Twitter-based messages, or Tweets, are limited to 140 characters.
“Our members applaud any effort to attract and retain businesses and create jobs in San Francisco, but there are serious problems with this legislation,” Sanchez said.
“First, the City estimates that this tax break will cost as much as $22 million over six years with much of that benefit going directly to Twitter,” said Sanchez. “Twitter recently rejected a rumored $10 billion takeover offer. Twitter CEO Dick Costolo sold his last business, Feedburner, for $100 million. While the amount of money Twitter would pay in payroll tax is desperately needed to restore public health cuts and re-open closed recreation centers, we doubt it really makes a difference in the location decisions of firms like Twitter and the City Controller’s analysis agrees.”
Citing economic studies on the subject, the City Controller’s analysis says tax credits of this type often are criticized because they “provide a tax subsidy to business location decisions that would have happened anyway.”
“Second, this type of tax break creates a potentially costly precedent for the City,” Sanchez said. “Our members are concerned that, after you offer this gift to Twitter, what's to stop existing businesses like Wells Fargo, SalesForce.com and others from threatening to leave unless they get a special deal?
“Third, there’s nothing to bind Twitter to their side of the deal. As drafted, this legislation grants Twitter a large special tax break but does nothing to guarantee they’ll keep the jobs they create in San Francisco.”

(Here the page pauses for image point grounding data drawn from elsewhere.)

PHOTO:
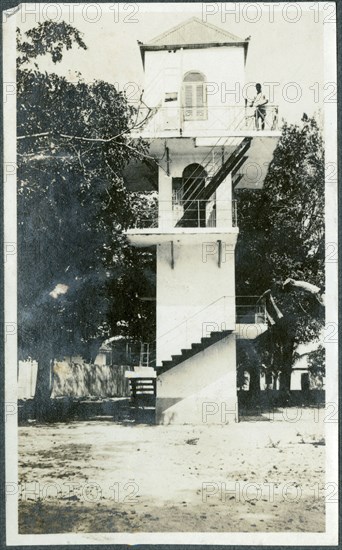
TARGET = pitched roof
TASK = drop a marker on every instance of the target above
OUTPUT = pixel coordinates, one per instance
(194, 31)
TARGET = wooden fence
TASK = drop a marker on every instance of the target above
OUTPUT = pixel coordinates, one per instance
(87, 380)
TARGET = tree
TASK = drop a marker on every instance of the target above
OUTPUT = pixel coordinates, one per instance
(73, 144)
(282, 236)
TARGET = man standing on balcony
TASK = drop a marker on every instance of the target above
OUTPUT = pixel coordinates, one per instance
(259, 102)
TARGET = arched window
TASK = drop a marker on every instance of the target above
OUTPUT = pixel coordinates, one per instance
(194, 96)
(193, 178)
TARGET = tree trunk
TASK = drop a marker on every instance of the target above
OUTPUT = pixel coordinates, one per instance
(286, 368)
(42, 398)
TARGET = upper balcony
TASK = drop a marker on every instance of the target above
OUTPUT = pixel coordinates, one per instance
(187, 220)
(168, 120)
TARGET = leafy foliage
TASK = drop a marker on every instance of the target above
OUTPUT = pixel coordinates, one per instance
(282, 235)
(74, 261)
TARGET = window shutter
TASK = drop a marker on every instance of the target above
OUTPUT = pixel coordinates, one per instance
(194, 101)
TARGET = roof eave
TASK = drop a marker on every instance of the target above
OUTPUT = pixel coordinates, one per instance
(173, 47)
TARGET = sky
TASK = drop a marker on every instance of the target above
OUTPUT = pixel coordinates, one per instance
(286, 46)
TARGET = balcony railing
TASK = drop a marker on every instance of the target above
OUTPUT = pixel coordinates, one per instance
(220, 118)
(190, 213)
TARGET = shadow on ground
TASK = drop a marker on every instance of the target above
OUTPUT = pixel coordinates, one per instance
(119, 410)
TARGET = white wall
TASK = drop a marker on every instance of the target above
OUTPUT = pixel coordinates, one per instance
(196, 290)
(223, 67)
(224, 71)
(201, 390)
(27, 379)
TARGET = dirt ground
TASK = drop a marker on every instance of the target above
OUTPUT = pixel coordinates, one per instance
(102, 476)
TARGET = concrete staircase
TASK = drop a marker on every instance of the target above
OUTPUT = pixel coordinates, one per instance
(195, 348)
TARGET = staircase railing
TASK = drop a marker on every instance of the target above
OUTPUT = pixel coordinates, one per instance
(193, 213)
(225, 313)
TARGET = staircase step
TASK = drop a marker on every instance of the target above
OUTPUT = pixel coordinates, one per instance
(186, 353)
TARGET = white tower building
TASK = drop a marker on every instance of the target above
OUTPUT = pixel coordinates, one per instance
(199, 130)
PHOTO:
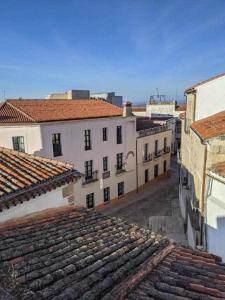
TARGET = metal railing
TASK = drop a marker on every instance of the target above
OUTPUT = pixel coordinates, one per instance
(120, 168)
(92, 177)
(166, 149)
(105, 174)
(147, 158)
(151, 131)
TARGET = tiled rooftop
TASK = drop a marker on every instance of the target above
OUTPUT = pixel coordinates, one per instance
(72, 253)
(33, 111)
(189, 89)
(184, 274)
(211, 126)
(24, 176)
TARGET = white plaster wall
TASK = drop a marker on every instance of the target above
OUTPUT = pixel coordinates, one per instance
(51, 199)
(216, 219)
(150, 139)
(39, 142)
(210, 98)
(190, 234)
(31, 133)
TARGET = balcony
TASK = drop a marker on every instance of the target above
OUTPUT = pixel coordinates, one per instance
(88, 179)
(158, 154)
(166, 150)
(147, 158)
(120, 168)
(105, 174)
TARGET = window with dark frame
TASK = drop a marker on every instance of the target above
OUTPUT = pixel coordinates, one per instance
(156, 147)
(146, 151)
(87, 139)
(164, 166)
(119, 134)
(104, 134)
(106, 193)
(165, 143)
(56, 144)
(120, 188)
(105, 163)
(88, 168)
(18, 143)
(90, 202)
(119, 161)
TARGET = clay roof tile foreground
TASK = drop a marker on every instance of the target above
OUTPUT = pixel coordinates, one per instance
(211, 126)
(33, 111)
(191, 88)
(74, 253)
(24, 176)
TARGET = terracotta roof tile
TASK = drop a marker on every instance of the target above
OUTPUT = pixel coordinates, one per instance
(211, 126)
(28, 111)
(20, 173)
(203, 82)
(73, 253)
(184, 274)
(219, 168)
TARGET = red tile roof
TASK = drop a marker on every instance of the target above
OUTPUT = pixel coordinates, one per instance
(211, 126)
(189, 89)
(24, 176)
(29, 111)
(219, 168)
(73, 253)
(181, 107)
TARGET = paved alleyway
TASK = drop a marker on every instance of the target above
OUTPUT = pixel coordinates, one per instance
(155, 207)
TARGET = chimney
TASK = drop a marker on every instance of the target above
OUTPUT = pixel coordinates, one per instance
(127, 109)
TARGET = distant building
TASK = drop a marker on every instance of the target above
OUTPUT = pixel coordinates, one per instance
(31, 183)
(70, 95)
(109, 97)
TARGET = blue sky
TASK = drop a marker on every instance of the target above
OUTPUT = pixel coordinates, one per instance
(128, 46)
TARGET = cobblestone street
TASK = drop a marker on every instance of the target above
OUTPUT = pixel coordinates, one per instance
(155, 207)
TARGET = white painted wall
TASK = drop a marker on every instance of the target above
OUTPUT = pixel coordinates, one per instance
(215, 219)
(51, 199)
(38, 141)
(210, 98)
(150, 140)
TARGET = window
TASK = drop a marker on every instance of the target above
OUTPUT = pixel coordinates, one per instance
(56, 144)
(88, 166)
(146, 175)
(87, 139)
(18, 143)
(105, 163)
(104, 134)
(90, 202)
(156, 147)
(120, 188)
(106, 193)
(156, 170)
(119, 161)
(146, 151)
(164, 166)
(165, 143)
(119, 134)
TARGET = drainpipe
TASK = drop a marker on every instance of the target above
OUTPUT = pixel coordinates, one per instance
(136, 167)
(202, 207)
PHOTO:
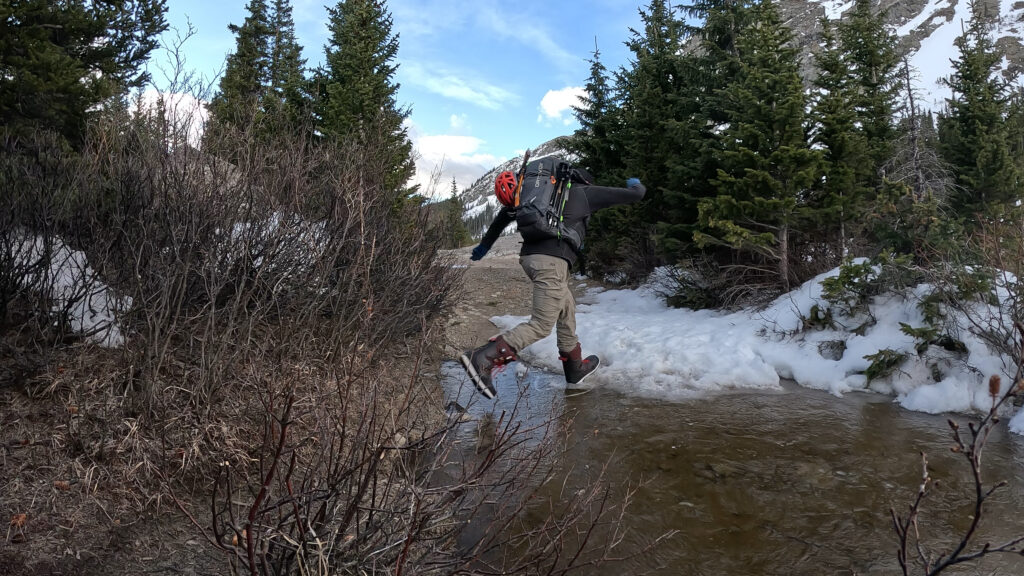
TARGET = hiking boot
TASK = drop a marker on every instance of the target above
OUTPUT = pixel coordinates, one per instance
(480, 362)
(576, 367)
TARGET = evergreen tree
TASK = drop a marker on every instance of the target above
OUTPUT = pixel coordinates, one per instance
(694, 131)
(454, 232)
(973, 133)
(288, 90)
(596, 114)
(768, 168)
(59, 62)
(873, 59)
(838, 133)
(648, 93)
(356, 91)
(244, 85)
(639, 144)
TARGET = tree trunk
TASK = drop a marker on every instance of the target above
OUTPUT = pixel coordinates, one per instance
(783, 256)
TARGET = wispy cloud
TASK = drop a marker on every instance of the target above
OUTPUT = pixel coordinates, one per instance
(556, 106)
(451, 86)
(528, 29)
(442, 157)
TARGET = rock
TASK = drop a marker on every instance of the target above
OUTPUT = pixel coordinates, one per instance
(832, 350)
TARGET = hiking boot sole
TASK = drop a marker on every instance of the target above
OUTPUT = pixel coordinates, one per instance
(597, 364)
(475, 377)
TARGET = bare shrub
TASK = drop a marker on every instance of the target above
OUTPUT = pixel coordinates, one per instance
(913, 552)
(278, 311)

SEIU Local 1021 urges the Mayor and Board of Supervisors to adopt two changes to the legislation or to reject it:
1. The geographic scope of the legislation should be limited — There are already concerns that commercial landlords in the zone are threatening small business tenants with rent increases if the legislation passes. This legislation should be narrowed to just the Market Street corridor so that it produces the desired effect of creating jobs, not destroying viable small businesses with speculative rent increases.
2. Twitter should be required to reimburse the tax break if they move jobs out of town — Others cities that have granted tax breaks of this type have inserted “clawback” provisions that require the business receiving a tax break to pay the taxes they would have owed if they relocate their employees outside the city during the life of the credit. If Twitter receives a six year tax break to create jobs in San Francisco and then moves these jobs out of the city during the lifetime of the tax credit, the company should be required to reimburse the City 50 cents of every dollar in payroll taxes it would have raised.
Service Employees International Union, Local 1021 has nearly 50,000 members in Northern California that provide essential health care, security and other services to governments.